One Litigation tool available to defence counsel faced with a Statement of claim is the motion to strike. Just like any tool, this tool is applied if the circumstances dictate. In some cases it won’t help, in others it will be a useful tool. It should be applied with care to avoid unnecessary costs, expenses and delay.
One common avenue for launching motions to strike is under Rule 21 of the Ontario Rules of Civil Procedure. The principles to be applied when considering a motion under Rule 21 have been well considered in previous decisions, including by the Supreme Court of Canada in Hunt v. Carey Canada Inc. as well as by the Superior Court of Justice in Dylex Ltd. (Trustee of ) v. Anderson.
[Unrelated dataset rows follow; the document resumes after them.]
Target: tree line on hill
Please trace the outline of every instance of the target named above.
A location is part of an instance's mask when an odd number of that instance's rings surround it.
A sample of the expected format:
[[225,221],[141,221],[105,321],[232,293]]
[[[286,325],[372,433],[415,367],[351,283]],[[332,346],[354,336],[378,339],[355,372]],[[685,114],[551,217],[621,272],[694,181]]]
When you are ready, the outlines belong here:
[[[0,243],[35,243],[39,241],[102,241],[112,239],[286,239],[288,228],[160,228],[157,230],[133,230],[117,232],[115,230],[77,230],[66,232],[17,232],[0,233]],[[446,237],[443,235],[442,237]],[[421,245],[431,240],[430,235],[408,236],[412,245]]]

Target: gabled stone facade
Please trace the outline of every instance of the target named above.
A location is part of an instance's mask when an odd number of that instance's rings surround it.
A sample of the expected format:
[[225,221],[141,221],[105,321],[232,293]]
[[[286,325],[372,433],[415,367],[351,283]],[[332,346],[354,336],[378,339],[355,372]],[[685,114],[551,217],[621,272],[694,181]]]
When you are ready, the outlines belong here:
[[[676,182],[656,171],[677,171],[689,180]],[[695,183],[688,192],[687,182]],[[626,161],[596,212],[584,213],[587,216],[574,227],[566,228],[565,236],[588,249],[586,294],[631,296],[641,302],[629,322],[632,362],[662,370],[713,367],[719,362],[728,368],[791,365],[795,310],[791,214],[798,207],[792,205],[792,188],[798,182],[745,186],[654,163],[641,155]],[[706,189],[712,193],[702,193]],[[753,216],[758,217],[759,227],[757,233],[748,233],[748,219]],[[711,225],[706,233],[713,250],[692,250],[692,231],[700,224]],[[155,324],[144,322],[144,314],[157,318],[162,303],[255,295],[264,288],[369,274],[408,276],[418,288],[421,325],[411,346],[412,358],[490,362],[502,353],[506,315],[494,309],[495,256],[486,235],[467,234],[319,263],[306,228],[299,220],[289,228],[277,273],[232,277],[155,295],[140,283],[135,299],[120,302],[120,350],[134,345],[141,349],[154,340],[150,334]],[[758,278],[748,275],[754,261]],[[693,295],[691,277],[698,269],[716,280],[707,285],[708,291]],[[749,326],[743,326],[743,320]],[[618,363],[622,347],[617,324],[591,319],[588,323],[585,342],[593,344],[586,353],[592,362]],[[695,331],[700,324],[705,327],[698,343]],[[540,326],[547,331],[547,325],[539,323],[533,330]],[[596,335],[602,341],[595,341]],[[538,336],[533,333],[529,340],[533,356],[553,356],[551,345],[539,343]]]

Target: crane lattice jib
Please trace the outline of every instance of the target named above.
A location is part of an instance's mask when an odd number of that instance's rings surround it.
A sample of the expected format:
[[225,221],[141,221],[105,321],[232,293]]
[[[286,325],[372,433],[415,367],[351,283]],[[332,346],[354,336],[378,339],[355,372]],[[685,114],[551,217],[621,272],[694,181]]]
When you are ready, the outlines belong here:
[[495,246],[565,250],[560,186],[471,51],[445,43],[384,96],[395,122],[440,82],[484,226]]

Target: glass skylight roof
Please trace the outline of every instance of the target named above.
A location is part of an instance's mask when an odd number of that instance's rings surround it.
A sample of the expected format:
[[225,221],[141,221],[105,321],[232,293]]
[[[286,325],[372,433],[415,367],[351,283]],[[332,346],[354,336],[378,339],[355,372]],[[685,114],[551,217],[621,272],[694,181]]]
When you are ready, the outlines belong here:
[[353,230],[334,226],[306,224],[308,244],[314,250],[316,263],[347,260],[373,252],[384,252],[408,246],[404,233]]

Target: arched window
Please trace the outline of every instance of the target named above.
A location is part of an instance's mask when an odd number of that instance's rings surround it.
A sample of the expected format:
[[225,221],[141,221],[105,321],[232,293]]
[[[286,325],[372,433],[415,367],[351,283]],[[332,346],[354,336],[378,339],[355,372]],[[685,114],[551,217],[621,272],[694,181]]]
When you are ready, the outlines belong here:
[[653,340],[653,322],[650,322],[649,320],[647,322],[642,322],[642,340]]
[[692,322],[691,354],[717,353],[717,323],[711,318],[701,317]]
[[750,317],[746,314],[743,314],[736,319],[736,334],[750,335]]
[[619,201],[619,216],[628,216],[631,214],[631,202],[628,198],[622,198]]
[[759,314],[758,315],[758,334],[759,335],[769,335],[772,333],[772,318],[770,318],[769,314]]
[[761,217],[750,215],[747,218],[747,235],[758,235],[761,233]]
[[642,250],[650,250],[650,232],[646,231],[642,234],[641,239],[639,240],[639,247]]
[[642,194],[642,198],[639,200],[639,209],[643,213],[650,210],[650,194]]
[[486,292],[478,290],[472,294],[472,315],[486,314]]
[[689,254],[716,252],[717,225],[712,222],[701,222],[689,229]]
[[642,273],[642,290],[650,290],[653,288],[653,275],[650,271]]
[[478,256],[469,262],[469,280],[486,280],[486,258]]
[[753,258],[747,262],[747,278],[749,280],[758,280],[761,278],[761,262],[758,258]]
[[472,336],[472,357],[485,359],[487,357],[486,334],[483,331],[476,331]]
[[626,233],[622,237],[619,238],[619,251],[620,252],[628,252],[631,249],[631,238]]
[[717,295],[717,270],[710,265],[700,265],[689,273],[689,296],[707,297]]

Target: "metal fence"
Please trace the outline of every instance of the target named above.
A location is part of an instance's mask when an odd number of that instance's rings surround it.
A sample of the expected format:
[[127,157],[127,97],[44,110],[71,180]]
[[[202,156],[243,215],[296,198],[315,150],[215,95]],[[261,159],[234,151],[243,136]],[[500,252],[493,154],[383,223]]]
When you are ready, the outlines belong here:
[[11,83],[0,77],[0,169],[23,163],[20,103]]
In the latter case, Justice Lederman summarized the principles to be applied on Rule 21 motions as follows:
- The statement of claim should not be struck out unless it is “plain and obvious” that the claim discloses no reasonable cause of action;
- The allegations in the statement of claim are to be taken as true or capable of being proven unless they are patently ridiculous or incapable of proof;
- The statement of claim is to be read generously with due allowance for drafting deficiencies; and
- The court should not at this stage of the proceedings dispose of matters of law that are not fully settled in the jurisprudence.
There will be some claims that are capable of being struck or axed by this litigation tool. In other cases, this tool will serve no useful purpose.*
William Poulos, Barrister
* This blog is for general information only and is not legal advice. For legal advice, a lawyer should be consulted.